As I write this post, my stereo system is playing a CD of The Longest Johns’ album Between Wind and Water. They’re my favorite a capella group, and I bought their entire catalog earlier this year. Of course, as soon as I got this CD in, I ripped it with abcde(1), re-encoded it to Ogg Vorbis, and slurped it up onto a ZFS volume served by copyparty and Jellyfin. There are about half a dozen ways I could listen to Robbie, Dave, Andy, and Johnathan sing “Wellerman” or “Santiana” without budging from this laptop, but I’m listening to the CD.
It would be easy to pretend that it’s just because it sounds better on my two big speakers, but that’s not it. It’s not like I have an audiophile-grade system, anyway, whatever that means; my speakers are nice, but they also came out of an alley and look like it, and the receiver/amplifier powering them was $5.99 at Goodwill. No, that’s not it.

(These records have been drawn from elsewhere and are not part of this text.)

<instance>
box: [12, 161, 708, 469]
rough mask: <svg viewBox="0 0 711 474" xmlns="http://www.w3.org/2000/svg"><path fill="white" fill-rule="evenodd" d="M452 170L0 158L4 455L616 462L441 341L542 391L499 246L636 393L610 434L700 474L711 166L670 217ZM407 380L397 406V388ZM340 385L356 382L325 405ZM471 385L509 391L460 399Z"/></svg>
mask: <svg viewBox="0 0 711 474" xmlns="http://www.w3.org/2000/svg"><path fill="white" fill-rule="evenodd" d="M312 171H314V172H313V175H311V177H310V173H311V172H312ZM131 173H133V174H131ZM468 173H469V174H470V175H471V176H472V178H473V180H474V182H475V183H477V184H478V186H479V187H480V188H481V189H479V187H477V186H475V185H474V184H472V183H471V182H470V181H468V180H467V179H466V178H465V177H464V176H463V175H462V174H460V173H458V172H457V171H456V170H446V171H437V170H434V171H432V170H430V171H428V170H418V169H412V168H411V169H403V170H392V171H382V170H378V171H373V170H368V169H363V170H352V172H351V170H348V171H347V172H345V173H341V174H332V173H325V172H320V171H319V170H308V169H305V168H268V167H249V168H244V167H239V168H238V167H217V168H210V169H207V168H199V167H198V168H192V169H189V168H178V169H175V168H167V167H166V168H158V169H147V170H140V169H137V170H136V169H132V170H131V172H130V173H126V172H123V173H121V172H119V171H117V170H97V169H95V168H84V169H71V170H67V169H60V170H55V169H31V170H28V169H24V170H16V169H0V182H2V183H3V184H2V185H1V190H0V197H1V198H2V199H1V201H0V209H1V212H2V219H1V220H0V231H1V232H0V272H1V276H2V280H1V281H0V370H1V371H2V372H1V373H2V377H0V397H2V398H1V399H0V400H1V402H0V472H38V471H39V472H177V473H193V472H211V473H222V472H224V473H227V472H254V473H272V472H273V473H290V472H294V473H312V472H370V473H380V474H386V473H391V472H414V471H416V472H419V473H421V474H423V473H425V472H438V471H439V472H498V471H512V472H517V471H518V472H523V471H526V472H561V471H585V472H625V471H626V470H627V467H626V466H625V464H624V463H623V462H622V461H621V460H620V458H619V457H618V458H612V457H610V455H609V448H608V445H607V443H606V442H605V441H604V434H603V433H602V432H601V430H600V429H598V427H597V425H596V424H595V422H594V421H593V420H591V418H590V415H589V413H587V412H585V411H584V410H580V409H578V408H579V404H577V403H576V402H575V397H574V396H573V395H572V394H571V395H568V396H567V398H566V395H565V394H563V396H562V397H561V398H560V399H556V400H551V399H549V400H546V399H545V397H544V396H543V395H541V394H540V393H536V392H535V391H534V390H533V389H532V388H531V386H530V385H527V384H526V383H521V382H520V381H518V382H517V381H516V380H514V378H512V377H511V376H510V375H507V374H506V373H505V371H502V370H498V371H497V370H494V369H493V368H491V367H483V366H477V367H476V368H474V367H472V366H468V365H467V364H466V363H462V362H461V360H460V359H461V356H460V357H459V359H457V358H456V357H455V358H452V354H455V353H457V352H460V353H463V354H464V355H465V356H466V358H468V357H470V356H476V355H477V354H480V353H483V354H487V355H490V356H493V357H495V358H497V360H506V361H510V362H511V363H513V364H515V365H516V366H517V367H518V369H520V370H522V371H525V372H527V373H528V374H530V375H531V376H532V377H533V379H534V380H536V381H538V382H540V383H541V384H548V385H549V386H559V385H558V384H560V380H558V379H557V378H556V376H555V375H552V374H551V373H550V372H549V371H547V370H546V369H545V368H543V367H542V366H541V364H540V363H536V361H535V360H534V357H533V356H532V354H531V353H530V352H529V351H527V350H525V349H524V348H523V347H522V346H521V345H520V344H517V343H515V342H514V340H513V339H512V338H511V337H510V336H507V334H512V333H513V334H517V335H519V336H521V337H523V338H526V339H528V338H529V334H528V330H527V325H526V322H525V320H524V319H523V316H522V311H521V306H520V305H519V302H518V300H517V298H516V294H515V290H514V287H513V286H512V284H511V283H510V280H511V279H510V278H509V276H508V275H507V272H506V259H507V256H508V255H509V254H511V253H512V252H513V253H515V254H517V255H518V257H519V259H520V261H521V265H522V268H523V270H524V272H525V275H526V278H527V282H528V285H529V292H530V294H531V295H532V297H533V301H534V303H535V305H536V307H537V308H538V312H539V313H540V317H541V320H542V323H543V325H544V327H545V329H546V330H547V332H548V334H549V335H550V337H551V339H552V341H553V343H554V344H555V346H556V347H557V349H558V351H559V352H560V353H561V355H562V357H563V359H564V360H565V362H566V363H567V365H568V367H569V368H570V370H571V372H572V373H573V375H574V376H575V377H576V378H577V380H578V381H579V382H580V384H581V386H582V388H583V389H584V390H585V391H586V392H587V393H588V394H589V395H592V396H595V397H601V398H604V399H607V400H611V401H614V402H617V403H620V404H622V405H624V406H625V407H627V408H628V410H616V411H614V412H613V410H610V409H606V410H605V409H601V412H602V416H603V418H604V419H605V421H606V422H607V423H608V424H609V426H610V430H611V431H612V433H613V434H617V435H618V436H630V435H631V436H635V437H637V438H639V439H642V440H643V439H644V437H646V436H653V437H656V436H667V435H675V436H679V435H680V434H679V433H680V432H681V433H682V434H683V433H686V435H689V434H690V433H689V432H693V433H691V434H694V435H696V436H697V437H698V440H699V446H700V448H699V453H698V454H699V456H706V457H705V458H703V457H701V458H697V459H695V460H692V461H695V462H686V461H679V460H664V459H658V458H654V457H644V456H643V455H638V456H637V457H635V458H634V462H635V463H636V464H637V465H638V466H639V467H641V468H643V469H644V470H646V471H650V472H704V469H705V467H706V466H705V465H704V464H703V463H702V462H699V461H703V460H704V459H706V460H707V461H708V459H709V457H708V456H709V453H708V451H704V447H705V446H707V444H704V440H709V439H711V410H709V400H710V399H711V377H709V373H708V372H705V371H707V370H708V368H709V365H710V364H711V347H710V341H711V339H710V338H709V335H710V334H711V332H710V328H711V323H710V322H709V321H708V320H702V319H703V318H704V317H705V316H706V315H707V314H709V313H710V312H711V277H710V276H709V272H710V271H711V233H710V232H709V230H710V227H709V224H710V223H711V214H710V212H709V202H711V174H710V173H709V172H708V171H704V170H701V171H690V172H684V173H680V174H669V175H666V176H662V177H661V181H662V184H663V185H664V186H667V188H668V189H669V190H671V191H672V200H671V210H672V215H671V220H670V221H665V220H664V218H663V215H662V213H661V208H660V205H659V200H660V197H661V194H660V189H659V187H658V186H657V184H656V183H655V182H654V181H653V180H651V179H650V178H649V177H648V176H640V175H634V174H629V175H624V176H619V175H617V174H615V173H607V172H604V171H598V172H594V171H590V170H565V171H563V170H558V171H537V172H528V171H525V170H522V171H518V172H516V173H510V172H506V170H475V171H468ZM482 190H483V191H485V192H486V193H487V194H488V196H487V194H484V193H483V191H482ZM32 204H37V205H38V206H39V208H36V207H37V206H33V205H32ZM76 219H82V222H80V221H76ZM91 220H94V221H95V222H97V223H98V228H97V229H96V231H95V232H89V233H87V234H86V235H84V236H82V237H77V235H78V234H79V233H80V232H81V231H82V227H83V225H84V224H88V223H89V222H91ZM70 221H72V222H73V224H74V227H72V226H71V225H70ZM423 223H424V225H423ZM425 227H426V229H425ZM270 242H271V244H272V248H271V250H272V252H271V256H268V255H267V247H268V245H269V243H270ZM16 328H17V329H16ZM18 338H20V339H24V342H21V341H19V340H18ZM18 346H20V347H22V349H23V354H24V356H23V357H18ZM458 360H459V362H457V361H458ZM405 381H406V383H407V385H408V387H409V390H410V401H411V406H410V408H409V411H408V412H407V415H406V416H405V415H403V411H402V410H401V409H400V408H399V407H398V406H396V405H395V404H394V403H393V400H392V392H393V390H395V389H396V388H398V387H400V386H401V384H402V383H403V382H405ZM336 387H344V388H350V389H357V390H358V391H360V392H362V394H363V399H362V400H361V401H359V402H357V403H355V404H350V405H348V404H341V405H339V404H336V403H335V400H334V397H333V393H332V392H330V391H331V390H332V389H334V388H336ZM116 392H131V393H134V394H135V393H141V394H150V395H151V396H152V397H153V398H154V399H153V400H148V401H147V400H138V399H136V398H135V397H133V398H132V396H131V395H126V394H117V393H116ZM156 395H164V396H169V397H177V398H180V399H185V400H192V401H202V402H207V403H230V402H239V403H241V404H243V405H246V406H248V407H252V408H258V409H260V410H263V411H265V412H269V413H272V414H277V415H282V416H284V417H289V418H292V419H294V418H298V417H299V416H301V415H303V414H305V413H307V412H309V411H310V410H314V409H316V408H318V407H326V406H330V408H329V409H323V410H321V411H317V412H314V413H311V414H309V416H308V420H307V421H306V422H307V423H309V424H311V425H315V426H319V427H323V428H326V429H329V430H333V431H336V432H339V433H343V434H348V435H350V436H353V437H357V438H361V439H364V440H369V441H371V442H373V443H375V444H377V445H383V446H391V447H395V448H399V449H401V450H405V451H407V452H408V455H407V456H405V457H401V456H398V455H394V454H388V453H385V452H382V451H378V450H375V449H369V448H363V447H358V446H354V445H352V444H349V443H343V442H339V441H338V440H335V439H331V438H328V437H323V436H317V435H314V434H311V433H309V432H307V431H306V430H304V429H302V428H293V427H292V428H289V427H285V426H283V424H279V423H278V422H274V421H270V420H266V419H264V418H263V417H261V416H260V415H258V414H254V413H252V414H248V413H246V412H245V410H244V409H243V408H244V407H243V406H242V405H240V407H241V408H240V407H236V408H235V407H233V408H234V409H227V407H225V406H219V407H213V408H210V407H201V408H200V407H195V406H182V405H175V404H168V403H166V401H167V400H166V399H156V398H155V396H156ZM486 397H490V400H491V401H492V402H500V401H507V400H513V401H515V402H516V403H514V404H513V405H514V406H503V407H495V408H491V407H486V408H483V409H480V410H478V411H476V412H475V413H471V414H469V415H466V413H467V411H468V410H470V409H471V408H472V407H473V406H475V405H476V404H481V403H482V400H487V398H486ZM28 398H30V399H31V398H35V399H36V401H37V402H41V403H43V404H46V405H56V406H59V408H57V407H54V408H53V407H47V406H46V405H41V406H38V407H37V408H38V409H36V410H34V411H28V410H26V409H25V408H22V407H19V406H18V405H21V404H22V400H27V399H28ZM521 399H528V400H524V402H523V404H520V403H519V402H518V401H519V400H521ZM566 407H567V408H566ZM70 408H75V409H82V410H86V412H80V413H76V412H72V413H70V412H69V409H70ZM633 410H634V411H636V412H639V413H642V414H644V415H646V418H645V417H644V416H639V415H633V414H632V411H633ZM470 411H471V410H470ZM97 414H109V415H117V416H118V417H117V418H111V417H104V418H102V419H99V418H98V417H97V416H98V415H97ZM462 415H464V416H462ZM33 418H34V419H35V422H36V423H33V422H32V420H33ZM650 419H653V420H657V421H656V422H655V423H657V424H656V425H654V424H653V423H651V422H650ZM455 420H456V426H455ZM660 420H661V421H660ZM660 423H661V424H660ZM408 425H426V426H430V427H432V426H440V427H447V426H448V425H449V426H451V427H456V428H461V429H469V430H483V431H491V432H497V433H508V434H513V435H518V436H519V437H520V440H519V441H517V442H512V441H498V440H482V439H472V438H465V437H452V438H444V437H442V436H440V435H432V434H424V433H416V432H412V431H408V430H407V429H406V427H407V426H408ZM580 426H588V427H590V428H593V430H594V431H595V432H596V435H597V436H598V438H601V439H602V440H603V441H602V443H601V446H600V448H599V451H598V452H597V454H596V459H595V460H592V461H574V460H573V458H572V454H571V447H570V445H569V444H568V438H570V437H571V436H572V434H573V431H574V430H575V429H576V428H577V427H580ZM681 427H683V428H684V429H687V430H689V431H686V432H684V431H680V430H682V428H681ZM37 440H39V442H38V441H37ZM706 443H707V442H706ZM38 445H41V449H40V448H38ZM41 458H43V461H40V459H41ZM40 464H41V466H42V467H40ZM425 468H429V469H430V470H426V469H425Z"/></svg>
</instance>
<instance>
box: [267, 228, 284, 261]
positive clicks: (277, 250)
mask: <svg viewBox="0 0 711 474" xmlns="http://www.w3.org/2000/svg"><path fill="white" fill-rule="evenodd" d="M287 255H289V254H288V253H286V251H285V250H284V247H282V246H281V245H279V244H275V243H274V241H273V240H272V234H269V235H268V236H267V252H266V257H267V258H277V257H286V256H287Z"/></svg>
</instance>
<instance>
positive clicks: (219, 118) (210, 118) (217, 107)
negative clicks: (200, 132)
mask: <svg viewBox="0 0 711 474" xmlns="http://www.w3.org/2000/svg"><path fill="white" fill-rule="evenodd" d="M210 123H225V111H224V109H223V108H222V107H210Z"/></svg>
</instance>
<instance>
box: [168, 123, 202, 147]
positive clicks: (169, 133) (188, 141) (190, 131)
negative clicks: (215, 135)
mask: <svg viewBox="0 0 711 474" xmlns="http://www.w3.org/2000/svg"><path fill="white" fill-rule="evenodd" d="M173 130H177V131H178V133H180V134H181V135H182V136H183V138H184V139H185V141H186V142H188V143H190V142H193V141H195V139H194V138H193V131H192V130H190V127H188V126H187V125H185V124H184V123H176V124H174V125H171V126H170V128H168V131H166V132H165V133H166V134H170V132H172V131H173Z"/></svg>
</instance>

The fact it, I like having to get up, fumble with the console door that we didn’t hang properly, find the CD I want in the rack - no easy feat when half of them have little cardboard sleeves in place of jewel cases - turn the CD player on, select the CD player on the receiver, wait for the CD tray to open (it takes like ten seconds after starting up to even think about accepting a disc), and inevitably get blasted by the much-too-high volume one of my housemates set on the receiver rather than changing the volume of whatever media they were streaming on the TV.
I like that my listening experience is bounded by the position of the speakers (and how loud I’m willing to get). I like that skipping a track takes some effort - not much, but some - and that, when the CD ends, there’s no autoplay of some algorithmically selected album, nor is it trivial to just throw something else on. If I want to keep listening to music, I have to get up and do it all again.
I like thinking about the process of listening to music, rather than it being an ambient, all-encompassing part of my day. It’s nice.